Have you noticed your parents love to buy gold during Diwali? Gold and silver are considered great investments for both the long term and the short term. If you are on the lookout for an uncomplicated and hassle-free way to earn returns, then this is one of the best investment plan with high returns for you.

Both buying and selling of gold, however, incurs a ‘making charge’, which may make it a little difficult to cut a profit when looking to invest for a very short tenure.

6. Short term debt funds

Short-term debt funds are managed conservatively with the sole aim of securing capital and providing good returns without the fear of market volatility. However, debt funds are complicated and if you really want to make money, you need to understand how they work. If you wish to invest for more than a year, debt funds are more tax-efficient than bank fixed deposits.

7. Large-cap mutual funds

Large-cap mutual funds invest in equity or stocks of large companies to achieve good growth in a short period of time. For short investments with high returns within one to three years look at these mutual funds.

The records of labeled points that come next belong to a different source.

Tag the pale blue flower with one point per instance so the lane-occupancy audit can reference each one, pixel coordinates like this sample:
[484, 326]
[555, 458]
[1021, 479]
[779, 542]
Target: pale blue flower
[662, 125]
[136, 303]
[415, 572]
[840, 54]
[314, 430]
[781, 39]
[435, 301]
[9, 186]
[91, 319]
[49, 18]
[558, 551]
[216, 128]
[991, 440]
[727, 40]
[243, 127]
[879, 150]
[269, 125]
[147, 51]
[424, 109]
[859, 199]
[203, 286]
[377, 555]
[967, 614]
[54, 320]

Equity markets can be highly volatile, and there is no security of capital, so be aware of your own risk appetite before you invest.

To summarise:

Types of short term investment options Risk level Tenure for investment
Bank fixed deposits Low-risk Minimum of 7 days and maximum of 10 years
Recurring deposits Low-risk Minimum of 6 months and maximum of 10 years
Savings account Low-risk No tenure here
Liquid funds Low-risk As little as one day to as much as 90 days or higher
Gold or Silver Low-risk Any
Short term debt funds Low-risk Anywhere from a month to six months or more depending on your goals
Large-cap mutual funds Higher risk compared to the others Start with a minimum tenure of 3 years

The best way to invest money is to create a separate goal-oriented short-term portfolio that finds a sound balance between risk and return. Learn about these short term investment plans with high returns to make your money grow and successfully meet your financial goals.

Disclaimer: This article is intended for general information purposes only and should not be construed as investment, insurance, tax or legal advice. You are encouraged to separately obtain independent advice when making decisions in these areas.